メッセージ

美育のすすめ

美術による教育を「美育」といいますが、この「美育」の成果が感性の育みです。感性は人の歩みを方向づける心の作用で、新しく物事を創造してゆく力のもとになるものです。もし自由な感性を封じ込めてしまえば、我々は閉塞感に捕らわれ、新たな進路が奪われてしまうでしょう。今はひょっとして既成の因果関係のみが正当とされ、人の豊富な可能性を閉ざしてしまっている時代なのかもしれません。

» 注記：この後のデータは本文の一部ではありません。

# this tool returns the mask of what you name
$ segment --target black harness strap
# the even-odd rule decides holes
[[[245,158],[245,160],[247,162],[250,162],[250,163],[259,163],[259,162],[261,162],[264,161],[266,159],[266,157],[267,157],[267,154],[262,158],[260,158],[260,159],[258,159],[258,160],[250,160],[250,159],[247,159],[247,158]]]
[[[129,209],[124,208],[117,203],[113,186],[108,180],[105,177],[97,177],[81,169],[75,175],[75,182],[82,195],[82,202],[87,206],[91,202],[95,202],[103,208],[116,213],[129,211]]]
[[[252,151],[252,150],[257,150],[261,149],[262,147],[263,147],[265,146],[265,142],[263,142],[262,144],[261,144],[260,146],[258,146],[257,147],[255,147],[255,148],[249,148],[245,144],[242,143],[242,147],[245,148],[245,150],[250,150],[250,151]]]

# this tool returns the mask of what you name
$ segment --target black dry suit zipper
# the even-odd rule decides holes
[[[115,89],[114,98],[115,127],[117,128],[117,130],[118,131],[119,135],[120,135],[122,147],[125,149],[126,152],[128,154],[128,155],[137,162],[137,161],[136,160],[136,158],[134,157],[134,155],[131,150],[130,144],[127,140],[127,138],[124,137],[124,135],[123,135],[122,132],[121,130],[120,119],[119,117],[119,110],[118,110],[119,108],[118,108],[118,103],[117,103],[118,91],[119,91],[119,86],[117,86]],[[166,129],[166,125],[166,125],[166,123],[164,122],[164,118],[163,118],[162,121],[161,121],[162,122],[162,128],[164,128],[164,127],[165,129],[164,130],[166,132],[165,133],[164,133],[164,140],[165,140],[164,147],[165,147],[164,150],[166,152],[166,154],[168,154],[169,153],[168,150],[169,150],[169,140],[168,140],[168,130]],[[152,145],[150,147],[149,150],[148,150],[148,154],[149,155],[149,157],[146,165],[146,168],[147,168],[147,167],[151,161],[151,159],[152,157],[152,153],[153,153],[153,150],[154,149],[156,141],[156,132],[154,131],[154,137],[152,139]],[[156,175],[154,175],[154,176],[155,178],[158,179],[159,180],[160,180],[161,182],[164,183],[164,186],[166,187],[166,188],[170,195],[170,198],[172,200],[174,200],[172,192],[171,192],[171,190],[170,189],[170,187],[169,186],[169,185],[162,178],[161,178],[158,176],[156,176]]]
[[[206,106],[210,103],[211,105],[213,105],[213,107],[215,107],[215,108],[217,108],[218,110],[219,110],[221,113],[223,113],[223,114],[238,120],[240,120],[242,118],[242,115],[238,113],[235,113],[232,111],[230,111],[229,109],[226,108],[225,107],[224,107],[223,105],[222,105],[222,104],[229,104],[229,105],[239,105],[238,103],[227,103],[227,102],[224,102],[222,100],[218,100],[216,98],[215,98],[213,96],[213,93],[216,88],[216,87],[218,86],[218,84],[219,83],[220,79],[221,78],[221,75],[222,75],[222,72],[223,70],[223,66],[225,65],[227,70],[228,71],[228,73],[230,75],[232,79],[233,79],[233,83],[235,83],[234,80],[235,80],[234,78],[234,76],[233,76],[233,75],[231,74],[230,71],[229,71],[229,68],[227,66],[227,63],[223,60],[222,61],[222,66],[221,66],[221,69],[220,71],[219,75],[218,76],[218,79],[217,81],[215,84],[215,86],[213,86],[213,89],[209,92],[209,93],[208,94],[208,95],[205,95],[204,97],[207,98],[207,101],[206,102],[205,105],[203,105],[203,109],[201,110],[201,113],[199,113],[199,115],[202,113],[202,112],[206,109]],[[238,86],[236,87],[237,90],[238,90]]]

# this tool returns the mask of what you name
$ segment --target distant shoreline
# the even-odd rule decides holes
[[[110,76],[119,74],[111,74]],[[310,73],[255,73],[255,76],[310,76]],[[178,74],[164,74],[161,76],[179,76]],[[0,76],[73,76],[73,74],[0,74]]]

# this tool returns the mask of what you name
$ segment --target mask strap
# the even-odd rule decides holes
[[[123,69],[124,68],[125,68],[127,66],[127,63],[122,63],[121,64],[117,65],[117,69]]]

子供たちの可能性を封じ込めてしまわないように、“美術であそぶ”時間を求めましょう、いまこそ「美育」をすすめましょう。「美育」によって子供が自己開放のうちに育つなら、世界に必要な創造性が育つに違いありません。

 

 

 

   ながのこども美術学校/長野美術専門学校

学校長 小林勝彦

 

 

 

こどもの感性を伸ばす

小学校中学年高学年は「自分と他者」の意識が芽生え始める年齢であり、同時に他者との比較も始まる時期でもあります。「3年生頃からこどもたちの絵が画一的になっていく」というデータもあり、図画の授業でも周りと調和させようとして自分本来の発想を閉ざしていく子が出始めると言われています。美術表現において大切な「発想の自由」をこの他者との比較でこども自ら蓋をすることなく、その発想は何よりも変えられない大切な感性なのだということを制作を通して伝えていきたいと思います。作品制作の積み重ねから得た個々のオリジナリティを各自の自信へとつなげ、将来のアーティスト性への芽吹きとなるよう力強く見守っていきます。将来お子様がどのような職業につくにしてもここで得た経験は思いもよらぬ力となってお子様を支え続けるでしょう。どうぞこの大切な時期に美術の学びをお奨めください。